Mathematically, this applies a power transform to every win probability:

$$p’ = \frac{p^{1/T}}{p^{1/T} + (1-p)^{1/T}} \quad \text{where } T = 2^{v/3}$$

A probability of exactly 50% is never moved. Favorites remain favorites — the transform preserves the ranking of all probabilities.

Seed-Weight (range: 0% to 100%, default: 0%)

Blends the model’s predictions with historical seed-vs-seed win rates:

Setting	Effect
0%	Pure model predictions
25%	75% model + 25% historical seed performance
50%	Equal blend of model and seed history
100%	Ignore the model entirely; use historical seed win rates

This is useful when you believe the tournament seeding committee has information your model doesn’t capture, or when your model makes predictions that diverge significantly from historical seed performance.

Tip

In a small pool (< 10 people), pick chalk — you want the most likely bracket. In a large pool (50+ people), increase Upset Aggression to differentiate your bracket from the crowd.

Troubleshooting¶

Kaggle Authentication¶

Symptom: AuthenticationError: credentials not found when running python sync.py.

Fix:

Ensure you have a Kaggle API token saved at ~/.kaggle/access_token (not the legacy kaggle.json format). The token starts with KGAT_.
Set permissions: chmod 600 ~/.kaggle/access_token.
Verify your Kaggle account has phone verification completed and you have accepted the competition rules for March Machine Learning Mania.

See the README — Kaggle API Authentication for step-by-step setup.

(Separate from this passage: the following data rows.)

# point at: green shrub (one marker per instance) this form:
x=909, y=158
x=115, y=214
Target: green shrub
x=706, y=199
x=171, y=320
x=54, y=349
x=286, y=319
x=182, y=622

ESPN Rate Limits and Transient Failures¶

Symptom: NetworkError or warnings about failed team fetches during ESPN sync.

Fix:

The ESPN connector automatically retries transient failures with exponential backoff (up to 3 attempts per request). If failures persist:

Check your internet connection.
ESPN’s public API occasionally rate-limits aggressive requests. Wait a few minutes and re-run with python sync.py --source espn --dest data/.
The sync engine logs warnings for teams that fail after all retries but continues processing the remaining teams. A small number of failures is normal and does not invalidate the dataset.

Parquet Version Mismatches¶

Symptom: ArrowInvalid or ArrowIOError when reading cached Parquet files.

Fix:

This can happen when Parquet files were written by a different version of PyArrow than the one currently installed. Delete the cached files and re-sync:

rm -rf data/*.parquet
python sync.py --source all --dest data/

If the error persists, ensure your environment has a consistent PyArrow version:

pip install --upgrade pyarrow

Conda / Poetry Environment Issues¶

Symptom: ModuleNotFoundError: No module named 'ncaa_eval' or Poetry commands fail.

Fix:

Ensure the conda environment is activated: conda activate ncaa_eval.
Install dependencies into the conda env (not a Poetry virtualenv):
```
POETRY_VIRTUALENVS_CREATE=false poetry install
```
If poetry is not found, install it inside the conda env:
```
pip install poetry
```
Verify the package is importable: python -c "import ncaa_eval; print('OK')".